Pichon conducts the Pygmalion ensemble and choir with dash and urgency, the period instruments adding a litheness to the textures – there is no room for false sentimentality. Pelly goes for austere intimacy. Ballet sequences have been mostly cut to focus on the central drama. Set designer Camille Dugas and lighting designer Joël Adam banish India from one’s thoughts; the look is more non-specific other-worldly, with influences of kabuki. Papery sets peel apart and fold away to change settings, though I’m not sure about the shrine that the semi-divine Lakmé dwells in (a bit too much like a chicken coop).
The simplicity allows us to look at a more balanced clash of worlds. And the use of spoken dialogue against musical drama is more than just an authentic touch. Is Lakmé’s society naive, or is Gérald the Englishman’s? His group of blundering Brits (a lovely turn by Mireille Delunsch as Mistress Bentson, a Maggie Smith-esque governess) provide comedic turns that betray their own ‘Johnny the explorer’ mentality. Seen from Gérald’s point of view – Antoun’s wide-eyed vulnerability – Lakmé’s ungraspable world is a far deeper one. Still, she is a prisoner in it, meekly subservient to her father, Stéphane Degout’s impressively implacable Nilakantha.
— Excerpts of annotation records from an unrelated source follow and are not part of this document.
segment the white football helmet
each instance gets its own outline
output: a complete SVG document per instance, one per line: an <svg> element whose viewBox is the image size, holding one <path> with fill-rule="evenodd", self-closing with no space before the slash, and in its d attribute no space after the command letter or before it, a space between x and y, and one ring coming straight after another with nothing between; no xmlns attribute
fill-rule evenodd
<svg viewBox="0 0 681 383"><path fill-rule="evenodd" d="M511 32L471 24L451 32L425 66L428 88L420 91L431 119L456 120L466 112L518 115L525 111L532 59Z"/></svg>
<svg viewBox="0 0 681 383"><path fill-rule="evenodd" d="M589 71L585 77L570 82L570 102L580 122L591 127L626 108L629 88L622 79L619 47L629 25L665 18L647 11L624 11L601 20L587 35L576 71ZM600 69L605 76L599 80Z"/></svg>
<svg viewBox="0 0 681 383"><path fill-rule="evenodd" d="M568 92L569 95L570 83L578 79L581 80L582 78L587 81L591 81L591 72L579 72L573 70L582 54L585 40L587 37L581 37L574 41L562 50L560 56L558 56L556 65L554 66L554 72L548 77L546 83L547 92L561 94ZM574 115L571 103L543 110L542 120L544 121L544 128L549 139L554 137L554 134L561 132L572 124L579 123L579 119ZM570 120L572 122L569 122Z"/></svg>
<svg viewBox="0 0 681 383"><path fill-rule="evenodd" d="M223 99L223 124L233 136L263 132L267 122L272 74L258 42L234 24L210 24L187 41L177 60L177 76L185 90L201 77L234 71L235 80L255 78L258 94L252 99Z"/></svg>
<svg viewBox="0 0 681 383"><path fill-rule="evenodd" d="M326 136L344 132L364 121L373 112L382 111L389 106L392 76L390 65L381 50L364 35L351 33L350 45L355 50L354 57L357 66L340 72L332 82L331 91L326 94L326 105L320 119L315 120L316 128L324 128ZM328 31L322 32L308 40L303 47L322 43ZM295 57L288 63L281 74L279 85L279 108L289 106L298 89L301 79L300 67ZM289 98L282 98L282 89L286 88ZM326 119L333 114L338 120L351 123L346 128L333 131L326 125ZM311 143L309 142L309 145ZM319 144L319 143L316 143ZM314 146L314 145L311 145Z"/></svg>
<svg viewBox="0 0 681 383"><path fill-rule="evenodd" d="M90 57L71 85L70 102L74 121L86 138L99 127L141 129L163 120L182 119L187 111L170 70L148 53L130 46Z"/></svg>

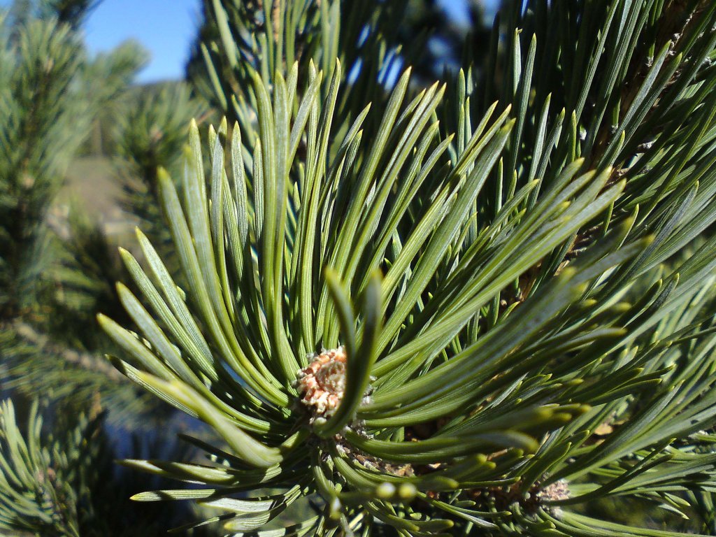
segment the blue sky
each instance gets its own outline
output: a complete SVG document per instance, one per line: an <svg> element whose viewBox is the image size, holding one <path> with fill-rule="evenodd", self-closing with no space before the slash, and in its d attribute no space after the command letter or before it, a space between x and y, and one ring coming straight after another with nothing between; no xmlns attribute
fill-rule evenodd
<svg viewBox="0 0 716 537"><path fill-rule="evenodd" d="M356 0L362 1L362 0ZM485 0L493 7L498 0ZM7 6L11 0L0 0ZM465 0L440 0L458 19L467 14ZM150 53L138 82L180 78L200 22L200 0L103 0L84 27L90 54L106 52L127 39L138 41Z"/></svg>
<svg viewBox="0 0 716 537"><path fill-rule="evenodd" d="M84 26L87 47L103 52L133 39L151 58L139 82L180 78L199 24L199 0L104 0Z"/></svg>

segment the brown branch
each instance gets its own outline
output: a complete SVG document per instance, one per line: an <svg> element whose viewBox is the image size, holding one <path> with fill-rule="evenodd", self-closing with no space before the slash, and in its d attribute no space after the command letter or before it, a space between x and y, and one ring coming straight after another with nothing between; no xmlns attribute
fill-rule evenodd
<svg viewBox="0 0 716 537"><path fill-rule="evenodd" d="M62 347L53 343L47 334L37 332L27 323L16 321L12 324L12 329L26 342L37 347L40 352L58 356L67 364L88 371L102 373L110 380L127 379L127 377L105 359L89 352L79 352L72 349Z"/></svg>

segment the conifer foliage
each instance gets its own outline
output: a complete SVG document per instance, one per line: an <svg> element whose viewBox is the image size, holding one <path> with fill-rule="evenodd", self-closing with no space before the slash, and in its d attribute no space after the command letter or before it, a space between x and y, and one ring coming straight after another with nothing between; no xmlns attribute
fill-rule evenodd
<svg viewBox="0 0 716 537"><path fill-rule="evenodd" d="M187 284L140 233L141 334L100 322L225 445L126 461L201 483L135 499L236 535L679 534L612 498L708 531L716 5L508 3L427 87L405 3L366 5L207 3L236 122L192 127L180 195L160 174Z"/></svg>
<svg viewBox="0 0 716 537"><path fill-rule="evenodd" d="M226 119L179 158L188 90L120 122L147 232L125 313L104 243L77 258L118 370L94 372L215 433L122 461L167 478L135 505L193 501L193 535L716 535L716 4L505 1L426 83L418 4L205 0L188 74ZM0 320L39 296L92 5L4 37ZM102 495L95 407L50 433L0 406L0 528L156 533Z"/></svg>

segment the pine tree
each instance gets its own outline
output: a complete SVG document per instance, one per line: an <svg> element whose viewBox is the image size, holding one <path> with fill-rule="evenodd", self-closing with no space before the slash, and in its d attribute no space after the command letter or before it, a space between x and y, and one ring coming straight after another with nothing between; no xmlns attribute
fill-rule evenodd
<svg viewBox="0 0 716 537"><path fill-rule="evenodd" d="M124 461L185 483L134 499L231 535L716 535L712 4L507 2L432 84L407 0L205 2L228 120L148 169L173 248L139 232L99 321L218 437ZM2 413L19 474L56 440Z"/></svg>
<svg viewBox="0 0 716 537"><path fill-rule="evenodd" d="M238 534L710 531L716 5L508 4L426 87L391 76L405 5L207 3L237 122L193 127L181 198L160 175L188 284L140 235L142 337L100 321L226 446L127 461L204 484L136 498Z"/></svg>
Some sopranos would call this a canary role; Devieilhe clearly finds much to relish in it. Her crystalline timbre brings an aptly other-worldly quality to the music, and she blends beautifully with Ambroisine Bré’s Mallika in the Flower Duet. Her desolate Bell Song is not exactly a showstopper, more of a cry of desperation (it is, after all, a deadly honeytrap staged by her dad). Antoun’s high notes are sometimes muffled rather than ringing free but he phrases nicely and acts well. As Nilakantha’s ‘slave’, Hadji (here more of an exasperated acolyte), François Rougier rounds off a fully French cast and creative team who have the savoir faire to handle tricky material with aplomb.